Quindi cosa deve fare un consumatore curioso e cinico prima di effettuare un acquisto? "Penso che il maggior vantaggio per il consumatore oggi sia la disponibilità di informazioni su Internet", afferma Scafidi. FTC, Higgs Index e Fashion Revolution non sono le uniche organizzazioni che cercano di mantenere i marchi onesti. Classifica un marchio è un database olandese che classifica i marchi in tutti i settori. (Dior ha guadagnato il punteggio più basso possibile, 0 su 36.) B Lab è un'organizzazione senza scopo di lucro che premia Certificazioni B Corp alle aziende che soddisfano "rigorosi standard di prestazioni sociali e ambientali, responsabilità e trasparenza" tra cui Patagonia, Eileen Fisher e Reformation. Progetto Just è un database di marchi ricercabile che analizza tutto, dalle condizioni di lavoro all'innovazione, tenendo presente il potenziale acquirente. Linda Greer e l'iniziativa Clean By Design del National Resources Defense Council collaborano con rivenditori di abbigliamento e marchi (tra cui H&M e Stella McCartney) di utilizzare il loro potere d'acquisto collettivo per creare cambiamenti nell'offerta di fabbrica Catene. E questi sono solo alcuni esempi.

Gli acquirenti possono anche ricercare e mettere in discussione i singoli marchi che già apprezzano. "Quasi tutte le aziende di qualsiasi dimensione hanno rapporti di sostenibilità, sezioni di sostenibilità nei loro siti Web e puoi effettivamente dire rapidamente... è sincero, stanno parlando di molti problemi?" consiglia Kibbey, citando quello di Kering come esempio positivo. "Basta con parole che hanno effettivamente degli standard dietro di loro, come biologico, riciclato, commercio equo - tutti in realtà significano qualcosa - ma parole come sostenibile ed ecologico, su un prodotto, non lo fanno." 

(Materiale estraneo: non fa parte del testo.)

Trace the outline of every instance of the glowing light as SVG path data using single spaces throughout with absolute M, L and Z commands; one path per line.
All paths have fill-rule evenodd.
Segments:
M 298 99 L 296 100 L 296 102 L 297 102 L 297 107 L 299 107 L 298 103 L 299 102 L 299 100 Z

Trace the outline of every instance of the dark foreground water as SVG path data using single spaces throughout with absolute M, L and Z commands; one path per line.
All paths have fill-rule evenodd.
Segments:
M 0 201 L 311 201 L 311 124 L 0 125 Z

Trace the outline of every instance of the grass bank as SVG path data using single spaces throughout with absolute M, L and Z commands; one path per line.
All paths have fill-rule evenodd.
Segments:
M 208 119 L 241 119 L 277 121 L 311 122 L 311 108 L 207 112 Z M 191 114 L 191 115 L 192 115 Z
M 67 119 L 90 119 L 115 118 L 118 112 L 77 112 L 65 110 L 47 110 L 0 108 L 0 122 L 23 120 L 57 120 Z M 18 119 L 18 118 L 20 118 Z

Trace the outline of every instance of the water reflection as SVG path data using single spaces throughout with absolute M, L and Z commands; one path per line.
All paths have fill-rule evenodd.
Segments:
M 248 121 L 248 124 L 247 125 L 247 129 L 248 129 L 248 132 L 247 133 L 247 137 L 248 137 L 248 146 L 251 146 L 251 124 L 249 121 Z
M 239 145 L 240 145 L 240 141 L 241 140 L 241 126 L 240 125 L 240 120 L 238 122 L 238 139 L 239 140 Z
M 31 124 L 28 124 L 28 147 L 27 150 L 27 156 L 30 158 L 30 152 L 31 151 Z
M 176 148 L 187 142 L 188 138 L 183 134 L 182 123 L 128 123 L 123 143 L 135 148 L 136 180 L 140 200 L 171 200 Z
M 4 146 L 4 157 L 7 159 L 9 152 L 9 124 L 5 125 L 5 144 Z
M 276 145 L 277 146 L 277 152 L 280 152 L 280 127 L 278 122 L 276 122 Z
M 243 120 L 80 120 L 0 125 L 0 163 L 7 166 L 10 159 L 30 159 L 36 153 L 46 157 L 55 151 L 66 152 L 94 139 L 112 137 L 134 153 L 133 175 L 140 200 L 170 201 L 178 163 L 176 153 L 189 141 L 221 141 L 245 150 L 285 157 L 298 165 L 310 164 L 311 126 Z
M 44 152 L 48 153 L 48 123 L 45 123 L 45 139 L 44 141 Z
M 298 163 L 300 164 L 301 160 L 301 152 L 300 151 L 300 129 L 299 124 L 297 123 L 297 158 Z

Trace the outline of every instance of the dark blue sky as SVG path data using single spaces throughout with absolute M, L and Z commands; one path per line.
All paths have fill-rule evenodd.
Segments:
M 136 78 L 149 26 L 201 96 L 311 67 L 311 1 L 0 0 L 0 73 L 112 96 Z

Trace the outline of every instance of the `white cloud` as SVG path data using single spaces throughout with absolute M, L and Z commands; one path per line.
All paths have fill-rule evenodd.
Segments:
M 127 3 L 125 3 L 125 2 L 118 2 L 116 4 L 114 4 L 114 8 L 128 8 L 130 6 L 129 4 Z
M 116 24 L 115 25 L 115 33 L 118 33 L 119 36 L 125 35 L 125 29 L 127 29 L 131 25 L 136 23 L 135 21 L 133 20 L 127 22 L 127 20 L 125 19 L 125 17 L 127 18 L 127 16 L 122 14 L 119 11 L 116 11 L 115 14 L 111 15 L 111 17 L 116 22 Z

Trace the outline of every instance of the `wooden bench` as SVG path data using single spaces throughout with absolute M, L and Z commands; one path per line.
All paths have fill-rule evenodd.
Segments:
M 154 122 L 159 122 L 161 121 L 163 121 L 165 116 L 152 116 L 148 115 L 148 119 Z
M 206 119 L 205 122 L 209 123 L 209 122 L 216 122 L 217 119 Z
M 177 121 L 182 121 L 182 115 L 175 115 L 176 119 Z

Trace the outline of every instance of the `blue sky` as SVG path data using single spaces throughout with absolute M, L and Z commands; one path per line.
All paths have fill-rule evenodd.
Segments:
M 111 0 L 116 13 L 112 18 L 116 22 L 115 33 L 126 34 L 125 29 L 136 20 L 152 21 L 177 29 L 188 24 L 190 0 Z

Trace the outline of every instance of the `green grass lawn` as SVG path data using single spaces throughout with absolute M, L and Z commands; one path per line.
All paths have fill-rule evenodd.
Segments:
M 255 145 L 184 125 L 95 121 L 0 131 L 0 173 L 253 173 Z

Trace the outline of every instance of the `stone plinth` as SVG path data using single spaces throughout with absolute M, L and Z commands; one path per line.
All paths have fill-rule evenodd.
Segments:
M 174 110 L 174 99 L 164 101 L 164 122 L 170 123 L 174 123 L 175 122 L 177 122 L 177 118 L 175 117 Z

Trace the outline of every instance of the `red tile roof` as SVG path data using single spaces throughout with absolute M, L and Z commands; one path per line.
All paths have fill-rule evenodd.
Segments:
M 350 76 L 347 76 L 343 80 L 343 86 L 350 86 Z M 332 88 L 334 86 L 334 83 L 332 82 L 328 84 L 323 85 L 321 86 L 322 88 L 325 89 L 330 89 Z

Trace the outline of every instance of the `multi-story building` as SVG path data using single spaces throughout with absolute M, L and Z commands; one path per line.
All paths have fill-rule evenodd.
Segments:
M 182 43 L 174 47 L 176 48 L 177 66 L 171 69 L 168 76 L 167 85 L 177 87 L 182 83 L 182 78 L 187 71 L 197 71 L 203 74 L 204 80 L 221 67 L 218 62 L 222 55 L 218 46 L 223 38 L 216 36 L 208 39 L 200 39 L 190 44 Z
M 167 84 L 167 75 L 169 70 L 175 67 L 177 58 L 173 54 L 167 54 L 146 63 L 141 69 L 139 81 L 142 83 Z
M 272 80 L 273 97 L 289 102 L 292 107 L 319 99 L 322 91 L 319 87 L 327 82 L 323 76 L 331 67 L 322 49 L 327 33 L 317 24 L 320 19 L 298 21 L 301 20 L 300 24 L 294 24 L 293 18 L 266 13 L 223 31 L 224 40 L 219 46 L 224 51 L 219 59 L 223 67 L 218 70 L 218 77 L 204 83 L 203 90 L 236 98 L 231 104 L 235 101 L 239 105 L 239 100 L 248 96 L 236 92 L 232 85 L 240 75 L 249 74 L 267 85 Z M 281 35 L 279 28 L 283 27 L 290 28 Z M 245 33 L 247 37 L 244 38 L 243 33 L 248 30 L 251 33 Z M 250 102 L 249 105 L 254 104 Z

Britt Cosgrove e Marina Polo sono i fondatori e designer del piccolo marchio di abbigliamento femminile Svilu con sede a New York e hanno cercato la trasparenza e un impatto ambientale ridotto sin dal loro lancio. "Cerchiamo di porre quante più domande possibili", afferma Cosgrove, spiegando che si concentrano sulla ricerca materiali certificati e atossici anche se il loro acquirente è più interessato al design di qualità che qualunque altra cosa. "Fino a quando tutti possono avere lo stesso cartellino su ogni capo di abbigliamento in tutto il mondo e dire: 'Oh, guardo questo numero ed è [per esempio] il numero 37 di Higgs e questo significa qualcosa per me, è difficile parlarne", ha dice.

Se sei un consumatore che si preoccupa della terra e delle condizioni di lavoro, spetta a te far valere il tuo potere d'acquisto. "In un'economia della domanda e dell'offerta, la domanda ha il maggior potere", afferma Manning. "C'è una responsabilità lì che non abbiamo ancora toccato come comunità... La vecchia idea del consumismo per cui potevi semplicemente comprare qualcosa e andartene via senza pensarci, credo, sia morta".